‘Our Brand is Crisis’ has a ‘duh’ quality

What It’s About

Oh, what cynics we have become about political elections. “Our Brand Is Crisis” shows the inner workings of down-and-dirty campaigning by American strategists in Bolivia.

Instead of being something fresh and different, the film has a jaded “Duh” quality. Politics without scruples? We expect it. While it is an interesting subject, this comedy-drama hybrid isn’t as edgy as “Wag the Dog” or as eye-opening as “The Candidate.”

Maybe in the hands of a pundit like Jon Stewart or Stephen Colbert, it could have crackled, but Peter Straughan’s screenplay is not insightful, overall, although it does feature several smart scenes of snappy repartee.

Instead, it works best as a character study of the rival players involved, with sharp performances by Oscar winners Sandra Bullock and Billy Bob Thornton, both taking pages from the James Carville method for political posturing. They play off each other’s strengths well.

Bullock is “Calamity Jane’ Bodine, a high-strung but savvy operative who must be lured back from a remote cabin where she makes pottery and eschews smoking and drinking. When she gets back in the game, it takes a while to find her mojo, but when she does, look out. She is hurling rapid-fire orders at a staid ex-president who badly wants back in the game.

Castillo (Joaquim de Almeida) has an uphill battle against a more appealing candidate, who is coached by smooth-talking, Southern-fried Thornton, playing a wolf-in-sheep’s-clothing, Pat Candy. He has pounced on Jane before, and uses psychological tactics to get under her skin.

This fictionalized account of Americans invading a poor South American country is actually inspired by a documentary of the same name by Rachel Boynton. In 2002, Carville’s firm, Greenberg Carville Shrum, flew a team to LaPaz to help re-elect an unpopular candidate.


As amusing as Bullock and Thornton are zestfully butting heads, there is considerable heft in the supporting cast too. Ann Dowd (“Compliance”), Anthony Mackie (“The Hurt Locker”), Zoe Kazan (“Ruby Sparks”) and Scoot McNairy (“Argo”), are shrewd members of the hired political assault team.

A sweet, soulful turn by Reynaldo Pacheco as Eddie, an idealistic Bolivian who believes in Castillo, gives the film a late-inning sentimental sheen. Strong work by de Almeida as the baffled candidate helps with cultural understanding of the country’s issues and political climate.

What Works

Director David Gordon Green, who exhibited much promise in his early career with “All the Real Girls” and “Undertow,” briskly keeps the action moving, as it could have been bogged down in ideology. It’s a broader canvas than he has handled before, and to his credit, he depicts the issues crucial to the people.

What Doesn’t Work

A swelling, grandiose music score, along with stretching out the ending, does not punctuate this story satisfactorily.

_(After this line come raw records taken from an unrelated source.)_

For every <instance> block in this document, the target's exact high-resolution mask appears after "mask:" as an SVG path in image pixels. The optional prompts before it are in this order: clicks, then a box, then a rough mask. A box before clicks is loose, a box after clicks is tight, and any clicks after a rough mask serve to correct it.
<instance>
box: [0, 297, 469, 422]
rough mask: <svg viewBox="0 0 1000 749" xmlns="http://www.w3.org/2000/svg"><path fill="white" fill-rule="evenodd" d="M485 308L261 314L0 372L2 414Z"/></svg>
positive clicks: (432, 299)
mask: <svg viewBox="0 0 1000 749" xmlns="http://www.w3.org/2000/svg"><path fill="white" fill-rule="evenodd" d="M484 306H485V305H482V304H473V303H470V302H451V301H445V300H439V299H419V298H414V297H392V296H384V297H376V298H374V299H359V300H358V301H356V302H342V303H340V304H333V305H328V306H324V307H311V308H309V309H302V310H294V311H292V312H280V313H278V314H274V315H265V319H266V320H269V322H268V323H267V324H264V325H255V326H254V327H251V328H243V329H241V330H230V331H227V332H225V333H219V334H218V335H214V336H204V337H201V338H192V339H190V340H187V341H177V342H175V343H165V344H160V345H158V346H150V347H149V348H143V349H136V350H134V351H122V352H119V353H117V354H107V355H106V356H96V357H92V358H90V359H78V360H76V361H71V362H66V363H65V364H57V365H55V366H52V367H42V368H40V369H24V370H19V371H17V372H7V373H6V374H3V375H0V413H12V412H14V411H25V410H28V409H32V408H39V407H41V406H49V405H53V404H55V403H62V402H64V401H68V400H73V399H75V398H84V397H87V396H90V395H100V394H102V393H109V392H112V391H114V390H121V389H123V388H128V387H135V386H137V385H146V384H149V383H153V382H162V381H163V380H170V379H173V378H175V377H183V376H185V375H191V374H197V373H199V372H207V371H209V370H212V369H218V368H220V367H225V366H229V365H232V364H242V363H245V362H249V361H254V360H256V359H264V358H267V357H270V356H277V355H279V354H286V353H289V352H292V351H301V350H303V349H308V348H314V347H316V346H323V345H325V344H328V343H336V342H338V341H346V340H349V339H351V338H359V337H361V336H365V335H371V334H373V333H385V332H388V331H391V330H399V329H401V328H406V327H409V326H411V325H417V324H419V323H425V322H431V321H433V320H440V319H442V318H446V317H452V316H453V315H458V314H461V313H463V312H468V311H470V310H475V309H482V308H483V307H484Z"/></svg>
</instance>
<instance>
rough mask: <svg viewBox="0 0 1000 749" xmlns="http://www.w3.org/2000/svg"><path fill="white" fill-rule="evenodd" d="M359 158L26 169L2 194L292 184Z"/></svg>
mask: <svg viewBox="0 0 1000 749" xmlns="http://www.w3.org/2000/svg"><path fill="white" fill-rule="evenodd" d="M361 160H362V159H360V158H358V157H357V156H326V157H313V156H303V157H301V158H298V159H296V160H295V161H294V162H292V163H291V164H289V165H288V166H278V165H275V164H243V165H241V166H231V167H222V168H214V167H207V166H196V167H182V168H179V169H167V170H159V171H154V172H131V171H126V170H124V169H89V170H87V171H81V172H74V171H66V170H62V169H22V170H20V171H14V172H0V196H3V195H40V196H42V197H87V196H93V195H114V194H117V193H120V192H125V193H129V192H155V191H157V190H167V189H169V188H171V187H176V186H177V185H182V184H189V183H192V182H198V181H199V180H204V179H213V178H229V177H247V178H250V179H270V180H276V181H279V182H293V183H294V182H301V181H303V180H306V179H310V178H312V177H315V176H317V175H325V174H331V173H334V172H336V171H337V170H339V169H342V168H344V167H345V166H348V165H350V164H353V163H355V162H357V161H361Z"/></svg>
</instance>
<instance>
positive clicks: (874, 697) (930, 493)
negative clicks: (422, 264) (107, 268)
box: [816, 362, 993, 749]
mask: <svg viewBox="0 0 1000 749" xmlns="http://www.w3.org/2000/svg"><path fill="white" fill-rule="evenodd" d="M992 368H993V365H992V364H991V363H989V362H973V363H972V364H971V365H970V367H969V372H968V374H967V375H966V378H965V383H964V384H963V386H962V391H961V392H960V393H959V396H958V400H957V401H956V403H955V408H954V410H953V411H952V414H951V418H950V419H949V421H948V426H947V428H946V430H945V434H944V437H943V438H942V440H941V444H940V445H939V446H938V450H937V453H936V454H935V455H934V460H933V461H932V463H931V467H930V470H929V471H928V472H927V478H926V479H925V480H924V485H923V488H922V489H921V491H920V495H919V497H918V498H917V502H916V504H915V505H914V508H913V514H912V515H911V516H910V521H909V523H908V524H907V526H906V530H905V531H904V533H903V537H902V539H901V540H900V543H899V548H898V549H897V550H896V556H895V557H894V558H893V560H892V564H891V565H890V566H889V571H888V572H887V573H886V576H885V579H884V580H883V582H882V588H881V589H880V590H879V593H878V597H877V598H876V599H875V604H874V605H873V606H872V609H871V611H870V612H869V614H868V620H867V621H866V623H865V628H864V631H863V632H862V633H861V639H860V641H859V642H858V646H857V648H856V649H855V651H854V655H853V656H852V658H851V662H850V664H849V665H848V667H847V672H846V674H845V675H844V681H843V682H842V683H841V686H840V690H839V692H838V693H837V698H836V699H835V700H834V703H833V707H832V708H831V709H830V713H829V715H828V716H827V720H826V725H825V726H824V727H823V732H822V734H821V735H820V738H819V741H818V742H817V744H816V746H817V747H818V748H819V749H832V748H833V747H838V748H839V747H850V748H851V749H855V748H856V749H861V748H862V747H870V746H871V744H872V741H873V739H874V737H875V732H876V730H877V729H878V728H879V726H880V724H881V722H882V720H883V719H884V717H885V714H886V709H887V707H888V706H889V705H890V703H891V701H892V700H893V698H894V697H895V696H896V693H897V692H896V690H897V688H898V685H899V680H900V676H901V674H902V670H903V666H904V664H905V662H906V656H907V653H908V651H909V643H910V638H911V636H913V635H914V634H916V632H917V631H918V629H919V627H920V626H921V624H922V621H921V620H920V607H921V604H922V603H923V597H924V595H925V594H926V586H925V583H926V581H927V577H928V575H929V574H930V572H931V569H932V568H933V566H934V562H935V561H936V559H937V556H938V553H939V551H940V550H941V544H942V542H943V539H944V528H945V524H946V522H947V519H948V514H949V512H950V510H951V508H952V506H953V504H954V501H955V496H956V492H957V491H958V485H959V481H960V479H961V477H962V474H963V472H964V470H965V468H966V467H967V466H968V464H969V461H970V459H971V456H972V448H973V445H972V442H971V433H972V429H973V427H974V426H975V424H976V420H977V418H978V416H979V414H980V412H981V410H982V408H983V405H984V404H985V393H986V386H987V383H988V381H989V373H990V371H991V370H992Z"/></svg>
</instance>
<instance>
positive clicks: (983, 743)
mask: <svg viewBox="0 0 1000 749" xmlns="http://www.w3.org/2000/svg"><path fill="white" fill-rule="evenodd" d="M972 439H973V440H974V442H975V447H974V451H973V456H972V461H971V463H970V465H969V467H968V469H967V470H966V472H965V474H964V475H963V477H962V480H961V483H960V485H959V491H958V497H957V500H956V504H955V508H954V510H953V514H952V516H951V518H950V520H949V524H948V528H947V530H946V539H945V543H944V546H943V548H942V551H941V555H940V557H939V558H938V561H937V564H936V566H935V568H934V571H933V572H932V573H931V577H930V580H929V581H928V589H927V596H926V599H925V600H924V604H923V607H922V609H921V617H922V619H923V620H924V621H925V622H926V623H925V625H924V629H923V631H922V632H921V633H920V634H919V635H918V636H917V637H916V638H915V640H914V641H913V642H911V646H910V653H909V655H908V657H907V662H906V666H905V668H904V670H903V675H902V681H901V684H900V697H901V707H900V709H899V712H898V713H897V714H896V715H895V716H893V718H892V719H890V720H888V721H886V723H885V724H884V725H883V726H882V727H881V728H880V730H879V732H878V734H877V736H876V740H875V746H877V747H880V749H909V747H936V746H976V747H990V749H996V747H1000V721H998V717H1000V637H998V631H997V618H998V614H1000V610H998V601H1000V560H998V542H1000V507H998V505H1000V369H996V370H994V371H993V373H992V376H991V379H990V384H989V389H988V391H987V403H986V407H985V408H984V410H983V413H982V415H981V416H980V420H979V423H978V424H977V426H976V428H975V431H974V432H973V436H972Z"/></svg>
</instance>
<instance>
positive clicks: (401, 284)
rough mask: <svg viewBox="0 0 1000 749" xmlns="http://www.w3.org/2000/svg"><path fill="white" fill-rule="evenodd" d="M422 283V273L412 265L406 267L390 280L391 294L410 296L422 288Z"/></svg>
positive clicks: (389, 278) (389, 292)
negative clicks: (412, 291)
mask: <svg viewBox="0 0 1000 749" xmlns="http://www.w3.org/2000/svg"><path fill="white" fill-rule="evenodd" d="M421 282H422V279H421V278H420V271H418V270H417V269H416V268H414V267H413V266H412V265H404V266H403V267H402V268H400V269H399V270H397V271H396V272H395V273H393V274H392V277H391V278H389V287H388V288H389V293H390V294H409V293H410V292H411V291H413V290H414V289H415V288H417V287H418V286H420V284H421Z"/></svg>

It seemed like something was missing to connect the dots at the conclusion.

This film had elements to make it a much better work than it turned out to be. But what it says about the current state of politics is more tragic than comical.

3 stars out of 4

  • Director: David Gordon Green
  • Starring: Sandra Bullock, Billy Bob Thornton, Ann Dowd, Anthony Mackie, Scoot McNairy, Joaquim de Almeida, Reynaldo Pacheco
  • Rated: R for language including some sexual references.